Spatial filtering method has three main advantages: (1) For diseases whose etiology is imperfectly understood, it incorporates characteristics of individual cases in a GIS database so that expert investigators can “walk the street” in a GIS environment and examine the characteristics of cases that occur in close geographical proximity; (2) it is suitable for mapping rare diseases such as birth defects because it can evaluate the risk of a specified grid based on its neighbors; and (3) the isarithmic maps of disease rates together with spatial analyses of their patterns, can provide valuable decision-making clues for further investigations. The grid interval and filter size are particularly relevant to computing birth defect rates. The window radius should not be so small that no births will be counted, but it should be large enough to ensure the sharing of observations between neighboring grid locations (Rushton and Lolonis 1996).

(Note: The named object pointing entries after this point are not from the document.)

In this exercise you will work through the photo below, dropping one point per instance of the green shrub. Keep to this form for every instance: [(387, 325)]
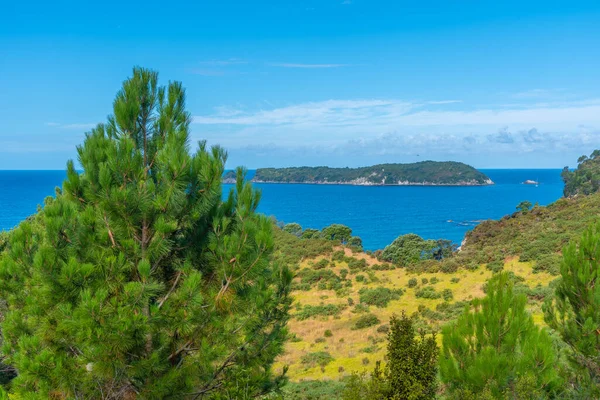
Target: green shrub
[(322, 310), (447, 294), (321, 264), (320, 358), (427, 292), (495, 266), (356, 264), (338, 255), (549, 263), (310, 390), (383, 329), (360, 308), (379, 297), (365, 321)]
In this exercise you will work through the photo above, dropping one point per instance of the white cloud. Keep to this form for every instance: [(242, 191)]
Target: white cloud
[(378, 129), (223, 63), (70, 126), (308, 66)]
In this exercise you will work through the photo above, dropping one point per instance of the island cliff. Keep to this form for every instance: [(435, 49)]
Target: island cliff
[(425, 173)]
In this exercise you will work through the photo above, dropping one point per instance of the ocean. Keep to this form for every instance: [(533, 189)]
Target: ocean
[(378, 214)]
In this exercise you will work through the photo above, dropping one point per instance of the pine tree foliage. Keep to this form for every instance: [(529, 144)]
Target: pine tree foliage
[(496, 351), (411, 369), (138, 280), (575, 311)]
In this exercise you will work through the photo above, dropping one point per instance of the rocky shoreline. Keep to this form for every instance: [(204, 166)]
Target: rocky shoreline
[(367, 183)]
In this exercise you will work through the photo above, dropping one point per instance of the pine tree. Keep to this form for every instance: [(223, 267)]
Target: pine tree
[(575, 310), (411, 369), (496, 351), (138, 280)]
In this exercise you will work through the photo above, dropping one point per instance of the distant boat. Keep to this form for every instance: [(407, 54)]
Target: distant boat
[(530, 182)]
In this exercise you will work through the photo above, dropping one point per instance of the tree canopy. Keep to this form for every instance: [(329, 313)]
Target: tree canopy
[(496, 349), (574, 311), (138, 280), (411, 248), (586, 178)]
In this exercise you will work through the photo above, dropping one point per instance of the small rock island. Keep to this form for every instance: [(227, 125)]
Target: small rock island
[(425, 173)]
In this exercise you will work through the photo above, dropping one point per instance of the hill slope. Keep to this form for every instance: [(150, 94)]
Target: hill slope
[(421, 173), (343, 299)]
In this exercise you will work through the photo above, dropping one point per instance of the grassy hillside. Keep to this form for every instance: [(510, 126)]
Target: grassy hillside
[(344, 299)]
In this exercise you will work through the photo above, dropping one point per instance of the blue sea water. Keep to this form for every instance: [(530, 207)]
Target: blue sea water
[(378, 214)]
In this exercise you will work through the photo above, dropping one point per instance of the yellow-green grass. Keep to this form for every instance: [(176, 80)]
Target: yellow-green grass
[(345, 344)]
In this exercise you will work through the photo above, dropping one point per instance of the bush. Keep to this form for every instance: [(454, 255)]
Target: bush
[(383, 329), (356, 264), (338, 255), (379, 297), (308, 311), (360, 308), (312, 390), (321, 264), (495, 266), (427, 292), (549, 263), (365, 321), (447, 294), (320, 358)]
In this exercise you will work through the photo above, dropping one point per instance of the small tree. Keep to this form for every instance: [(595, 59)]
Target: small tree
[(411, 369), (575, 310), (337, 232), (524, 206), (293, 228), (138, 280), (496, 348)]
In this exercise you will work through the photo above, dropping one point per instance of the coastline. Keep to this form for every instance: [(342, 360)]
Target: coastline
[(351, 183)]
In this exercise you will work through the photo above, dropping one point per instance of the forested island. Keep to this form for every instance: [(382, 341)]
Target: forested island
[(424, 173)]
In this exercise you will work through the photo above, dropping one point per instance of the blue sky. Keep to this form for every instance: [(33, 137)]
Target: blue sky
[(508, 84)]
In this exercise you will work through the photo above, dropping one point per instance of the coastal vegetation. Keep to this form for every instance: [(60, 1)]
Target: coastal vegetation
[(137, 280), (140, 279), (420, 173), (586, 178)]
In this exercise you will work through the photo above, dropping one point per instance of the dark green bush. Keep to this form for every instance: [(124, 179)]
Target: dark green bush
[(322, 310), (427, 292), (321, 264), (383, 329), (365, 321), (379, 297), (447, 294), (320, 358), (495, 266)]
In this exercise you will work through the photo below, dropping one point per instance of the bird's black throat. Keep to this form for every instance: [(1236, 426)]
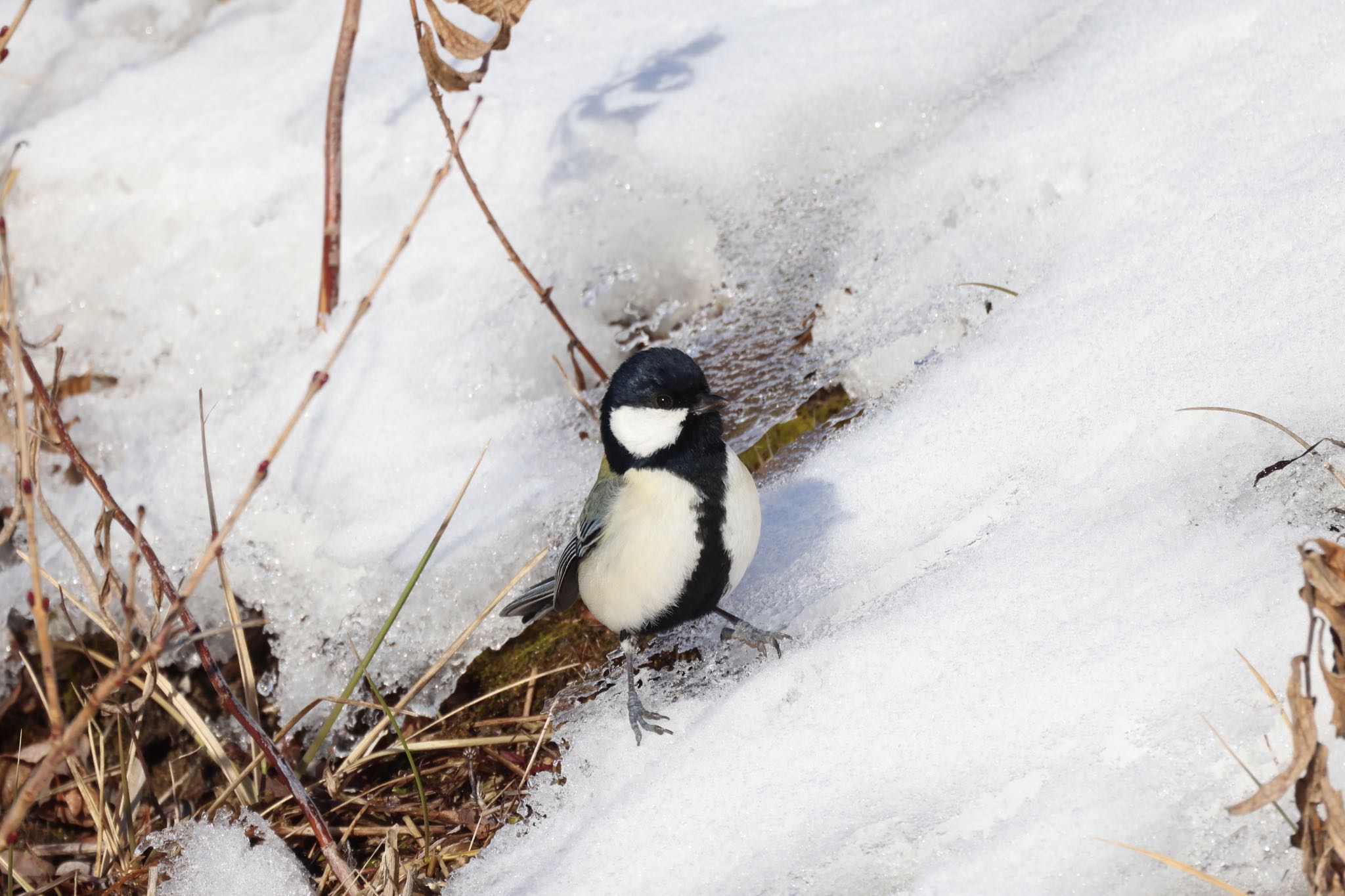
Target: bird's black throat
[(701, 458)]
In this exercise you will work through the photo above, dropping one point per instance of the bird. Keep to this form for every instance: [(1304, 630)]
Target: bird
[(670, 526)]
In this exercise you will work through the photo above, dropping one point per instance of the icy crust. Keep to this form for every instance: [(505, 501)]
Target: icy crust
[(1015, 584), (228, 856)]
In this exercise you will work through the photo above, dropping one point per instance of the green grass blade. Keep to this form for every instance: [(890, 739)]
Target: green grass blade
[(410, 759), (387, 624)]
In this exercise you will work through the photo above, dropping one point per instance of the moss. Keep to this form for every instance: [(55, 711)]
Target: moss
[(822, 406), (552, 641)]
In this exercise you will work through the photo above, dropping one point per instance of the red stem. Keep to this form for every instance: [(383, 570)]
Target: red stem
[(217, 677), (330, 289)]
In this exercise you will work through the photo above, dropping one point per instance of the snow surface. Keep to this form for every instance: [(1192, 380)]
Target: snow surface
[(229, 856), (1015, 584)]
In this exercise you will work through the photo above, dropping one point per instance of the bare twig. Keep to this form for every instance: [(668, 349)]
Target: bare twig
[(1302, 442), (27, 472), (330, 289), (7, 33), (110, 683), (245, 668), (544, 293), (372, 736), (575, 390)]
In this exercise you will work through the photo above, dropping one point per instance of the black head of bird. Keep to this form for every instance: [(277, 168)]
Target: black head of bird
[(659, 406)]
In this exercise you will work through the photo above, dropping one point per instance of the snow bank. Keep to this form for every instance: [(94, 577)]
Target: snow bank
[(229, 856), (1015, 584)]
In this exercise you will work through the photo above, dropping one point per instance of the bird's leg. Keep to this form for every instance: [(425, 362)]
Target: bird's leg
[(749, 634), (639, 715)]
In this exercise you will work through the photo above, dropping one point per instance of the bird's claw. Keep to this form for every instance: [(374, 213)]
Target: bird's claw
[(753, 637), (640, 717)]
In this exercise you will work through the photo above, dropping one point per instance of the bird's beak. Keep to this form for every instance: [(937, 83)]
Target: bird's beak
[(705, 403)]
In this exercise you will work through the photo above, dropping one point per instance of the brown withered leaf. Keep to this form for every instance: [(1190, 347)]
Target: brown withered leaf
[(1334, 557), (1321, 833), (460, 43), (508, 12), (1305, 744), (449, 78), (1336, 688)]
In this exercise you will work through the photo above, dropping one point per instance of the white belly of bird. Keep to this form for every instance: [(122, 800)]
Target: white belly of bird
[(648, 553), (741, 519)]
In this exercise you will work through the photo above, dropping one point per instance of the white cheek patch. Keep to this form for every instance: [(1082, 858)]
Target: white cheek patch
[(645, 430)]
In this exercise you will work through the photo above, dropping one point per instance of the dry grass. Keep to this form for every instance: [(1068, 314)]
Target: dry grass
[(100, 746)]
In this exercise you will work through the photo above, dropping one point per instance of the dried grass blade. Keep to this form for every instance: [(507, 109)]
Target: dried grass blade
[(1270, 692), (372, 736), (185, 714), (1179, 865), (1002, 289), (1302, 442), (1250, 774)]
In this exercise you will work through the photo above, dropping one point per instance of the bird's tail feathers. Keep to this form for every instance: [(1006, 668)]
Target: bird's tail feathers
[(537, 601)]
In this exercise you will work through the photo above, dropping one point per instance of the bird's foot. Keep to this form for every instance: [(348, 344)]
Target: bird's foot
[(753, 637), (642, 717)]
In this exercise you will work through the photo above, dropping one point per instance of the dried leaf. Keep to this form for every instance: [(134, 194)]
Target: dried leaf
[(508, 12), (449, 78), (33, 754), (34, 868), (1334, 557), (460, 43), (1305, 746)]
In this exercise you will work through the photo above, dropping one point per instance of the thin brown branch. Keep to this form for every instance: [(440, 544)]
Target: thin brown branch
[(110, 683), (245, 667), (330, 289), (27, 472), (575, 391), (544, 293), (213, 672), (7, 33)]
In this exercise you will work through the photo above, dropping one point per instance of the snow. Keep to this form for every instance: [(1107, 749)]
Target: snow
[(1015, 584), (222, 857)]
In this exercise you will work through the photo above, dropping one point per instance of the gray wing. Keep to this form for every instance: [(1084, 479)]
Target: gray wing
[(563, 590)]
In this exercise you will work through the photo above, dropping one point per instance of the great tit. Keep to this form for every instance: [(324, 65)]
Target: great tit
[(671, 523)]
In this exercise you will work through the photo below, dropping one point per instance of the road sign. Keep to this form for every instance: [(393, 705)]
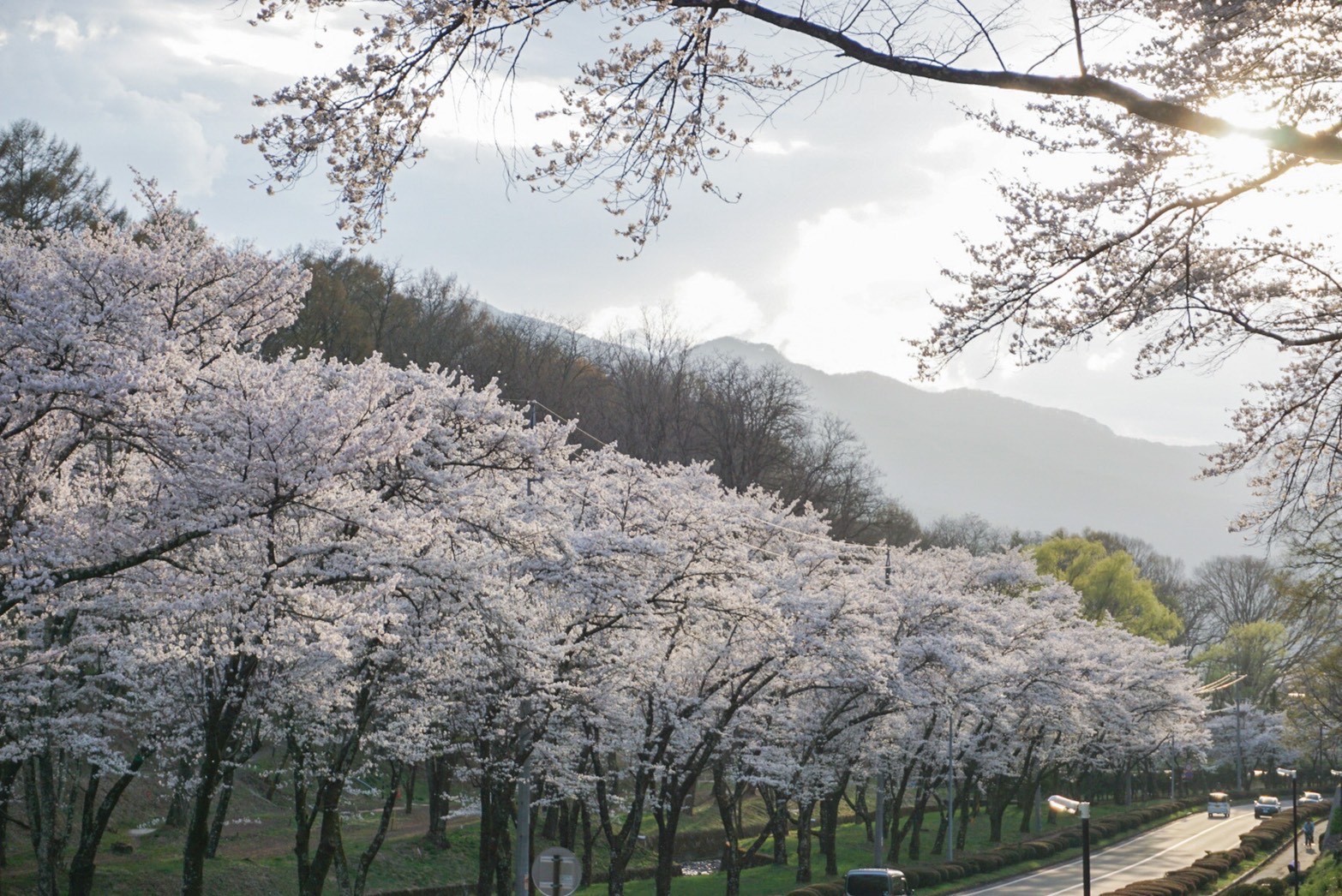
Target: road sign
[(556, 872)]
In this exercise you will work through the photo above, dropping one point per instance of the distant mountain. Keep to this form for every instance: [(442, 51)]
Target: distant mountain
[(1021, 466)]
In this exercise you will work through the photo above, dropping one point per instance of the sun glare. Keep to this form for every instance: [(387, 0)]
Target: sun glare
[(1237, 154)]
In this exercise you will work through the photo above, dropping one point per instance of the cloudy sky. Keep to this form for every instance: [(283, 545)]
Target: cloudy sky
[(850, 203)]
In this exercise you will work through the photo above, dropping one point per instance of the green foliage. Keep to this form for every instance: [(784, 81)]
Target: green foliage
[(45, 182), (1110, 585)]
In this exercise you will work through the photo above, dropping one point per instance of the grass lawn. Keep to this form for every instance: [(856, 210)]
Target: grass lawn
[(255, 855)]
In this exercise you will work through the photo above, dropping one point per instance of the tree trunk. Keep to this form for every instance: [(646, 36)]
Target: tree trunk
[(93, 824), (668, 820), (410, 786), (830, 827), (732, 834), (176, 815), (353, 884), (220, 722), (439, 778), (804, 809), (216, 827), (47, 829), (9, 775)]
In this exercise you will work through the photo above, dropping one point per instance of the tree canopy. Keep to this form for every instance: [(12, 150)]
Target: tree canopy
[(1110, 583), (45, 182), (1153, 237)]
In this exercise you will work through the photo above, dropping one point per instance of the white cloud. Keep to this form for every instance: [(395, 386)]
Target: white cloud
[(779, 148), (710, 306), (62, 28)]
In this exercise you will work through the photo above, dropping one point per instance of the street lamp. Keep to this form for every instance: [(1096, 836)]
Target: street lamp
[(1074, 808), (1295, 831)]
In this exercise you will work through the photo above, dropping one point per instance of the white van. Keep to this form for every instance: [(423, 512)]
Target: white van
[(875, 881)]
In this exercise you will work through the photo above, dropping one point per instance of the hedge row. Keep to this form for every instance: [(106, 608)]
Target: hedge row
[(1043, 845), (1036, 848), (1204, 872)]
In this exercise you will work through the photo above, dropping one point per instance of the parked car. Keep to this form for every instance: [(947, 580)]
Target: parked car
[(875, 881), (1266, 806), (1218, 803)]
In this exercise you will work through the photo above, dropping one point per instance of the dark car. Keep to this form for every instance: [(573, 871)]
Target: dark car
[(1266, 806), (875, 881), (1218, 803)]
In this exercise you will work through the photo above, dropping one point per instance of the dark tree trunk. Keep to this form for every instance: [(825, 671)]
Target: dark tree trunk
[(220, 744), (777, 806), (410, 786), (9, 775), (216, 827), (804, 809), (94, 822), (176, 815), (49, 827), (668, 820), (898, 831), (439, 778), (355, 880), (830, 829)]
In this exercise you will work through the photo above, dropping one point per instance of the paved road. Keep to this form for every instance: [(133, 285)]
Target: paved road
[(1142, 857), (1275, 867)]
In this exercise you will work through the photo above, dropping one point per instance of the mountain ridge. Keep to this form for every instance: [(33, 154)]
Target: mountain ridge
[(1023, 466)]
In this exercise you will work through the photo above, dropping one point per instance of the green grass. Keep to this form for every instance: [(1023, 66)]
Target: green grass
[(256, 857)]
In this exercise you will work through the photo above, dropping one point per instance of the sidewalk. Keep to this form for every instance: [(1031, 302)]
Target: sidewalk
[(1275, 867)]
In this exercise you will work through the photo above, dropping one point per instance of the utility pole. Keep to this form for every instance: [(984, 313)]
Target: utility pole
[(1239, 741)]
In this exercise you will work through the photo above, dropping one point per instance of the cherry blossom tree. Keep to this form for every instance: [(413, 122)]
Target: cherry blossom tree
[(1154, 237), (106, 333)]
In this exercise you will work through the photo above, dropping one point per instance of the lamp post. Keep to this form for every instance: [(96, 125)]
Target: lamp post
[(1295, 831), (1074, 808)]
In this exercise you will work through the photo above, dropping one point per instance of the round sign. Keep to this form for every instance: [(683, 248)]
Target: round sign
[(556, 872)]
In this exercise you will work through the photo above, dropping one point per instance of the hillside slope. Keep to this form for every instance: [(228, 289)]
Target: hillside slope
[(1023, 466)]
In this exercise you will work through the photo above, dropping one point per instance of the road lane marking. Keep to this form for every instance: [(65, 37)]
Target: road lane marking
[(1078, 862)]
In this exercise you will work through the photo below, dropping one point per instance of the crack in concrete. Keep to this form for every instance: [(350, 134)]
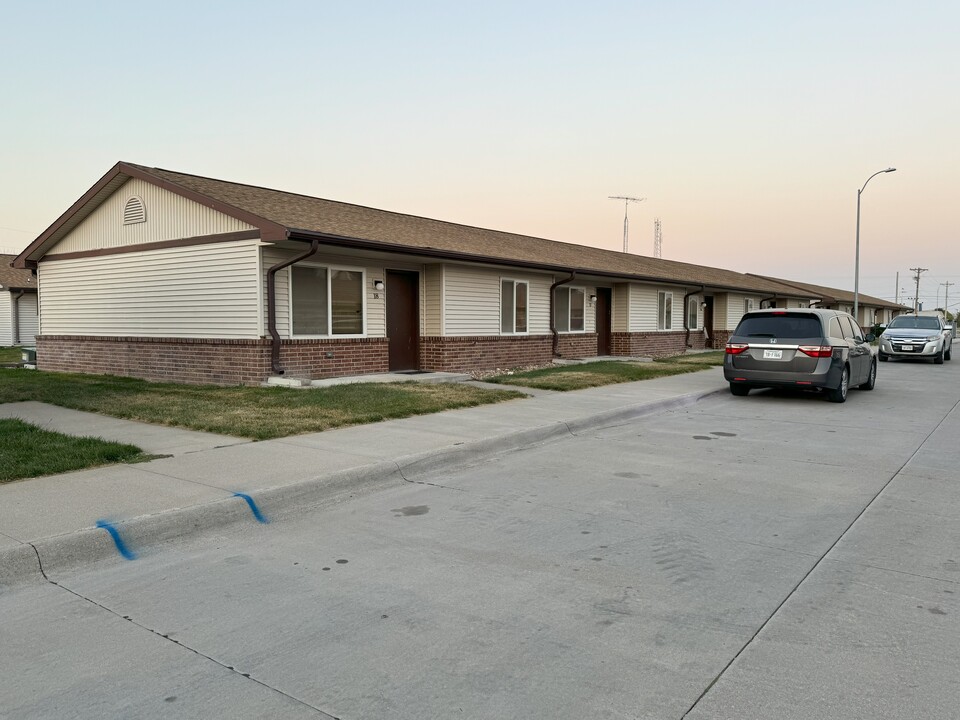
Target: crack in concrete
[(159, 634), (822, 559)]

However, spatial filtering method is prone to over-smoothing and can hide meaningful spatial heterogeneity. The relative risk maps from both hierarchical Bayesian model and spatial filtering method revealed NTD hot spots in the middle and east regions of Heshun. Although the regional risk levels in the hierarchical Bayesian model map are obvious, the map did not remove all the random spatial noise in the rude disease rate. In contrast, the spatial filtering method map does not show the differences in relative risk among most villages, especially those villages in the middle region. Some spatial clusters of NTDs appeared on the map. Thus, spatial filtering method may be used to detect clusters of events.

5 Conclusion

Mapping incidence rates or mortality rates (relative risks) from disease is of prime importance in the field of epidemiology. The usual procedure is to map the crude disease rate across different geographical regions. But the crude rate may not be meaningful, particularly for small areas, as it does not take into account spatial patterns or the high variability for different population sizes (Maiti 1998). In this study, hierarchical Bayesian model and spatial filtering method were used to map the relative risk of NTDs in Heshun. The study had some limitations: It did not measure the uncertainty associated with the estimates of relative risk, nor did it compare the efficiency of the two models in multiple contexts. Despite these limitations, our study provides useful information about using hierarchical Bayesian modeling and spatial filtering to map relative risk of disease. We conclude that different factors, such as distributional assumption of relative risk and the target of the risk assessment, should be taken into consideration when choosing which method to use.